OTB: What are some of the mental challenges players face when they are up 5-2 in a set vs. down 2-5?
Dr. Fox: I questioned a bunch of pros many years ago, and it turns out that most players get the most tight when they’re ahead and about to win. It’s almost counter intuitive. You should be more fearful when you are down and about to lose. You lose the next point or two or next game or two, and you lose. It doesn’t make any particular sense that you would be more nervous when you’re ahead. The closer you get to finishing off an opponent, the stress tends to grow.

OTB: How can a fear of re-injury actually cause another injury?
Dr. Fox: You can have a small injury that hinders you but doesn’t debilitate you. You have to play around the injury. So you compensate with other muscles, or other part of the body to make the move, so you’re putting extra stress on something else, trying to play around the injury. It’s not uncommon to get re-injured somewhere else.

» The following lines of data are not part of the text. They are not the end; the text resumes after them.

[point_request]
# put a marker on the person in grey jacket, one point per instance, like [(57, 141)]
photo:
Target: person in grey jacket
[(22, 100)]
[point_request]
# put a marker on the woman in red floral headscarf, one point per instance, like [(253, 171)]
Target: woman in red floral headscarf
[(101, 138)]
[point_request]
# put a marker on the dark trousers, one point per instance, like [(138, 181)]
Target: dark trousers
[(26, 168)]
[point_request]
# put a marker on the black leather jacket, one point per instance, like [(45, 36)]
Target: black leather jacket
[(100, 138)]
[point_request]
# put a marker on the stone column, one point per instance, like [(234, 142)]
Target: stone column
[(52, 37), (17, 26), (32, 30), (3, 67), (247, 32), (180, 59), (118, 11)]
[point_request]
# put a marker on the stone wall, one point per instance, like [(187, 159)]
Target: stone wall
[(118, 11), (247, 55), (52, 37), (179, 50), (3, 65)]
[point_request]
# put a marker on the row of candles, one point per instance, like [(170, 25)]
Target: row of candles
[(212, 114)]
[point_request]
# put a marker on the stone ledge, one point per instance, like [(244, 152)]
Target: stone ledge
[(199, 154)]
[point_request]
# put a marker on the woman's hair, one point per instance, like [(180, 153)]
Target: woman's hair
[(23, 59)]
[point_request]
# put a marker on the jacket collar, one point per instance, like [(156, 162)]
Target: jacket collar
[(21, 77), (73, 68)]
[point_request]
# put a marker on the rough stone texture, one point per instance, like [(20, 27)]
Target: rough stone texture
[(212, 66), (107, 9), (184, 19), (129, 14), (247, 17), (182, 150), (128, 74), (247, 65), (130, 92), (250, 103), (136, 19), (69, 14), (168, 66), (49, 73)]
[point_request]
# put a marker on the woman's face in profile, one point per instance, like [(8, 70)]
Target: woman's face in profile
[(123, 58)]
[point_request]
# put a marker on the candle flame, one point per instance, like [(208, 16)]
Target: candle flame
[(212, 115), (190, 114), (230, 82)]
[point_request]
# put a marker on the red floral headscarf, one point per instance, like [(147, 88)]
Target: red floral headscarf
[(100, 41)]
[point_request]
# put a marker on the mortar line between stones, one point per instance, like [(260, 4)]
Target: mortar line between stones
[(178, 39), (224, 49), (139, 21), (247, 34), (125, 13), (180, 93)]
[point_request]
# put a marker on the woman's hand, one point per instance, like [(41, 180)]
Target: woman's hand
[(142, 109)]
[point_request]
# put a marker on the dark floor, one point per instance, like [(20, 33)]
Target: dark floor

OTB: Can dwelling on past mistakes in a match cause more of the same?
Dr. Fox: It is somewhat of a fear response. When you double fault, or lose big points, that’s a very unpleasant, painful experience. It’s very natural to stiffen up when you feel this pain coming. What you do is multiply the problem. The trick when you are double-faulting is to forget it as quickly as possible. Your conscious mind has to tell you that the game is probabilistic. You accept and move on quickly. If you dwell, you will make it more indelible in your memory.

OTB: We’ve seen players who win their first set 6-0 or 6-1, only to lose the second set. What is going on there?
Dr. Fox: When someone wins the first set, they’re not quite ready to get down to business. They want to take a little breather. They’re actually trying to avoid the stress of finishing someone off. They don’t think that consciously, but they do have a little leeway. They lose a slight amount of intensity. Meanwhile, the opponent who has lost the first set, if they don’t quit, they are strong and they’re in there 120 percent. One person goes down 10 percent, and the other person goes up 10 percent. That’s a bad mixture.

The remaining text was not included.